More civilians in Afghanistan were killed by Afghan and NATO forces than by the Taliban and other militant groups in the first half of 2019, a UN mission to the country said Tuesday.
Conflict in Afghanistan has caused 3,812 civilian casualties — including 1,366 deaths — in the first six months of the year, the UN Assistance Mission in Afghanistan said in a report.
38% of casualties in the January-June 2019 period were caused by the Taliban. However, most were attributed to other parties, including NATO and pro-Kabul forces.
The report found that of the 1,366 killed, 717 were killed by Afghan and NATO-led forces — a 31 per cent increase from the corresponding period in 2018.
By comparison, 531 people were killed by the Taliban, ISIS and other militant groups during the same six months. 306 of these deaths were caused by attacks that directly targeted civilians.
The three leading causes of civilian casualties were ground engagements (33%), improvised explosive device attacks (28%) and aerial operations (14%), according to the UN.

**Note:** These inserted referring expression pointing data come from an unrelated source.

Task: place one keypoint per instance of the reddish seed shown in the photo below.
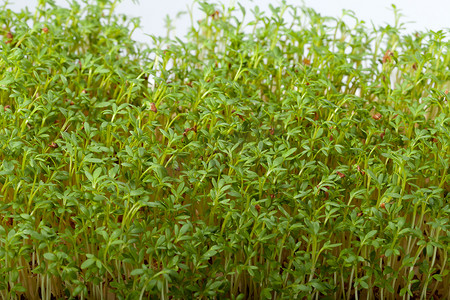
(10, 37)
(387, 56)
(377, 116)
(153, 107)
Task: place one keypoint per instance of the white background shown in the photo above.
(419, 15)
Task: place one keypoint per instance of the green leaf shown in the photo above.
(87, 263)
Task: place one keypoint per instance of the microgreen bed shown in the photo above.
(252, 159)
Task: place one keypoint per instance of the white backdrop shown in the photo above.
(418, 14)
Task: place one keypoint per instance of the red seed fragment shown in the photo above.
(360, 170)
(153, 107)
(377, 116)
(9, 37)
(387, 56)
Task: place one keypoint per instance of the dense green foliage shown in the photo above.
(268, 159)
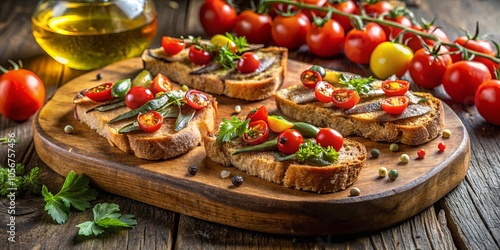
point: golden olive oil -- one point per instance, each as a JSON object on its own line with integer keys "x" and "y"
{"x": 92, "y": 35}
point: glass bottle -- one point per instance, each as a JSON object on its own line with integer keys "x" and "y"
{"x": 90, "y": 34}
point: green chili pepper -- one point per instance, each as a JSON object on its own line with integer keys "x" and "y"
{"x": 270, "y": 145}
{"x": 121, "y": 87}
{"x": 307, "y": 130}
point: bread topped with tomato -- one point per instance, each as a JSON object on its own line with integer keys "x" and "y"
{"x": 383, "y": 111}
{"x": 293, "y": 154}
{"x": 153, "y": 122}
{"x": 225, "y": 65}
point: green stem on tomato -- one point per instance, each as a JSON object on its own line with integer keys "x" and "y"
{"x": 301, "y": 5}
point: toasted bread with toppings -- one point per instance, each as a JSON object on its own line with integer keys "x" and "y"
{"x": 163, "y": 144}
{"x": 214, "y": 79}
{"x": 420, "y": 123}
{"x": 320, "y": 179}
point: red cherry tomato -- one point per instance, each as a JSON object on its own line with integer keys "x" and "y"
{"x": 330, "y": 137}
{"x": 348, "y": 7}
{"x": 160, "y": 83}
{"x": 199, "y": 56}
{"x": 327, "y": 40}
{"x": 345, "y": 98}
{"x": 323, "y": 91}
{"x": 257, "y": 114}
{"x": 172, "y": 46}
{"x": 100, "y": 93}
{"x": 217, "y": 17}
{"x": 395, "y": 105}
{"x": 248, "y": 63}
{"x": 415, "y": 43}
{"x": 461, "y": 80}
{"x": 258, "y": 132}
{"x": 359, "y": 44}
{"x": 310, "y": 77}
{"x": 138, "y": 96}
{"x": 290, "y": 31}
{"x": 427, "y": 67}
{"x": 421, "y": 153}
{"x": 289, "y": 141}
{"x": 487, "y": 100}
{"x": 22, "y": 94}
{"x": 475, "y": 44}
{"x": 197, "y": 99}
{"x": 395, "y": 87}
{"x": 254, "y": 26}
{"x": 150, "y": 121}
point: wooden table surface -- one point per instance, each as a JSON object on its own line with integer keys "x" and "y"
{"x": 466, "y": 218}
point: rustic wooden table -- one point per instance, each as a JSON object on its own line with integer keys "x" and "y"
{"x": 466, "y": 218}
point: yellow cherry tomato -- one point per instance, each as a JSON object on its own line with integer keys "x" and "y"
{"x": 390, "y": 58}
{"x": 278, "y": 124}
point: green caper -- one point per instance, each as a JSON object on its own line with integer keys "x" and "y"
{"x": 375, "y": 153}
{"x": 393, "y": 174}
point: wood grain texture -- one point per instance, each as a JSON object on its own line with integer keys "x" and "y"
{"x": 207, "y": 196}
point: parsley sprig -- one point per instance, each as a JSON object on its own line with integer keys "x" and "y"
{"x": 74, "y": 192}
{"x": 232, "y": 128}
{"x": 106, "y": 216}
{"x": 361, "y": 85}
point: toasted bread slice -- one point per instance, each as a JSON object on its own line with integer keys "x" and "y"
{"x": 163, "y": 144}
{"x": 375, "y": 125}
{"x": 325, "y": 179}
{"x": 217, "y": 80}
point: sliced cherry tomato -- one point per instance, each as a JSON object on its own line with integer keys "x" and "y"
{"x": 217, "y": 17}
{"x": 278, "y": 124}
{"x": 100, "y": 93}
{"x": 150, "y": 121}
{"x": 257, "y": 133}
{"x": 395, "y": 87}
{"x": 289, "y": 141}
{"x": 138, "y": 96}
{"x": 461, "y": 80}
{"x": 390, "y": 58}
{"x": 310, "y": 77}
{"x": 395, "y": 105}
{"x": 323, "y": 91}
{"x": 427, "y": 67}
{"x": 199, "y": 56}
{"x": 248, "y": 63}
{"x": 160, "y": 83}
{"x": 254, "y": 26}
{"x": 172, "y": 46}
{"x": 258, "y": 114}
{"x": 330, "y": 137}
{"x": 359, "y": 44}
{"x": 197, "y": 99}
{"x": 487, "y": 101}
{"x": 345, "y": 98}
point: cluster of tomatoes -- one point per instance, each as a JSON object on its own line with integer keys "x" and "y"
{"x": 371, "y": 43}
{"x": 289, "y": 139}
{"x": 136, "y": 93}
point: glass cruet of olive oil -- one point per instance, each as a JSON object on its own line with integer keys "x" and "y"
{"x": 90, "y": 34}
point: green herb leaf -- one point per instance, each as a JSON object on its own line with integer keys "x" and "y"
{"x": 74, "y": 192}
{"x": 106, "y": 216}
{"x": 230, "y": 129}
{"x": 361, "y": 85}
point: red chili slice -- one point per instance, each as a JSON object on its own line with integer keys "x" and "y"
{"x": 150, "y": 121}
{"x": 100, "y": 93}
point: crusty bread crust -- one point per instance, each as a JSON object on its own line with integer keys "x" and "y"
{"x": 291, "y": 174}
{"x": 410, "y": 131}
{"x": 163, "y": 144}
{"x": 248, "y": 87}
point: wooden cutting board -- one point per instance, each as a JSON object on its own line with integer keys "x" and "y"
{"x": 257, "y": 204}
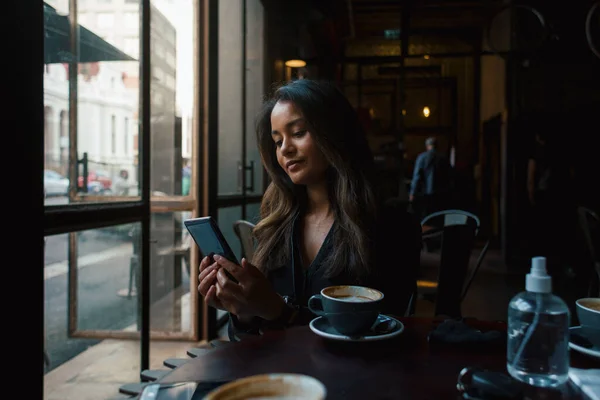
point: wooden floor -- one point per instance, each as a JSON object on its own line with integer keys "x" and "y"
{"x": 98, "y": 372}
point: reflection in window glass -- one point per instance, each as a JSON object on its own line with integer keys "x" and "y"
{"x": 105, "y": 20}
{"x": 106, "y": 94}
{"x": 106, "y": 291}
{"x": 172, "y": 87}
{"x": 170, "y": 271}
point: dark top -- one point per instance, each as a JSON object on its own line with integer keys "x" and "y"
{"x": 396, "y": 259}
{"x": 432, "y": 174}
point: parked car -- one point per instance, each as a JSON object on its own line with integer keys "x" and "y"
{"x": 55, "y": 184}
{"x": 98, "y": 176}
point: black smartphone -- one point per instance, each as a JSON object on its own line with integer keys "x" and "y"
{"x": 209, "y": 238}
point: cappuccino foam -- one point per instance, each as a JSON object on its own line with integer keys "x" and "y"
{"x": 354, "y": 298}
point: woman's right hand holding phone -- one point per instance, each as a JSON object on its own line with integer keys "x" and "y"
{"x": 207, "y": 279}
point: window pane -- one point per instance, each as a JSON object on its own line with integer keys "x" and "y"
{"x": 106, "y": 259}
{"x": 107, "y": 96}
{"x": 170, "y": 273}
{"x": 254, "y": 90}
{"x": 172, "y": 89}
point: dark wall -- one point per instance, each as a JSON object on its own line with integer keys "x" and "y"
{"x": 556, "y": 91}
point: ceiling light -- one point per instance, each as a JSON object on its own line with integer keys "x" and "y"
{"x": 295, "y": 63}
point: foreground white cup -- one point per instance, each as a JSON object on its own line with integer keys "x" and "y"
{"x": 271, "y": 386}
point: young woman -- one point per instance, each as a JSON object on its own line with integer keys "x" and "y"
{"x": 323, "y": 222}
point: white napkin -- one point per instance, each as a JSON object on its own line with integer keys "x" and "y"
{"x": 588, "y": 380}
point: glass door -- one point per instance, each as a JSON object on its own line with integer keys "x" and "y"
{"x": 239, "y": 172}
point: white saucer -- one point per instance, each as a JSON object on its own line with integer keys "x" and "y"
{"x": 594, "y": 351}
{"x": 321, "y": 327}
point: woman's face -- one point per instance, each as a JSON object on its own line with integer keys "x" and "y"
{"x": 296, "y": 151}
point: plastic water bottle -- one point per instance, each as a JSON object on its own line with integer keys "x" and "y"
{"x": 538, "y": 332}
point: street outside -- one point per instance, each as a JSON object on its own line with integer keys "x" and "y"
{"x": 99, "y": 281}
{"x": 103, "y": 279}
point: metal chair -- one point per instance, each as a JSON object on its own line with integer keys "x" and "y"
{"x": 243, "y": 230}
{"x": 590, "y": 226}
{"x": 457, "y": 231}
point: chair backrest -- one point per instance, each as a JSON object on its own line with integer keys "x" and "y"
{"x": 590, "y": 226}
{"x": 458, "y": 241}
{"x": 243, "y": 230}
{"x": 452, "y": 217}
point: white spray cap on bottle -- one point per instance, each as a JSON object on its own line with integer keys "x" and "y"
{"x": 538, "y": 280}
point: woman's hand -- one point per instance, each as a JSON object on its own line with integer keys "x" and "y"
{"x": 252, "y": 296}
{"x": 207, "y": 279}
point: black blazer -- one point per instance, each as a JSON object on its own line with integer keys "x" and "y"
{"x": 396, "y": 261}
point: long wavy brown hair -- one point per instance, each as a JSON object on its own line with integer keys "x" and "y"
{"x": 337, "y": 131}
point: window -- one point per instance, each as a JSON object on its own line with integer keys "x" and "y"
{"x": 126, "y": 136}
{"x": 113, "y": 134}
{"x": 132, "y": 47}
{"x": 132, "y": 20}
{"x": 105, "y": 20}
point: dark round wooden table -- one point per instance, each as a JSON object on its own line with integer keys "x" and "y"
{"x": 406, "y": 367}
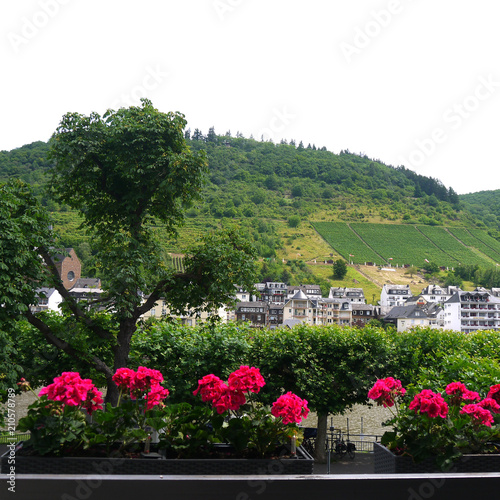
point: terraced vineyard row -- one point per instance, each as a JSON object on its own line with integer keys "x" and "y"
{"x": 409, "y": 245}
{"x": 346, "y": 242}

Although the UN mission noted that they had recorded the lowest total of civilian casualties for the first six months of the year since 2012, the report noted that “the armed conflict continued to inflict significant harm on the civilian population, killing and maiming thousands, displacing families from their homes, and impacting essential services including education and health care.”
Conflict-related violence continued to affect children in Afghanistan — 327 children were killed and 880 injured during the first six months of 2019.
Earlier in July, a joint declaration by participants to the Intra-Afghan Dialogue, held in Doha, called for all parties to reduce civilian casualties to zero.
On Monday, Secretary of State Mike Pompeo said that President Donald Trump wants a reduction in American troop levels in Afghanistan before the 2020 election.
In a June visit to Afghanistan’s capital city, Pompeo said that the US had made it clear to the Taliban that they were “prepared to remove our forces,” but had not yet agreed on a timeline.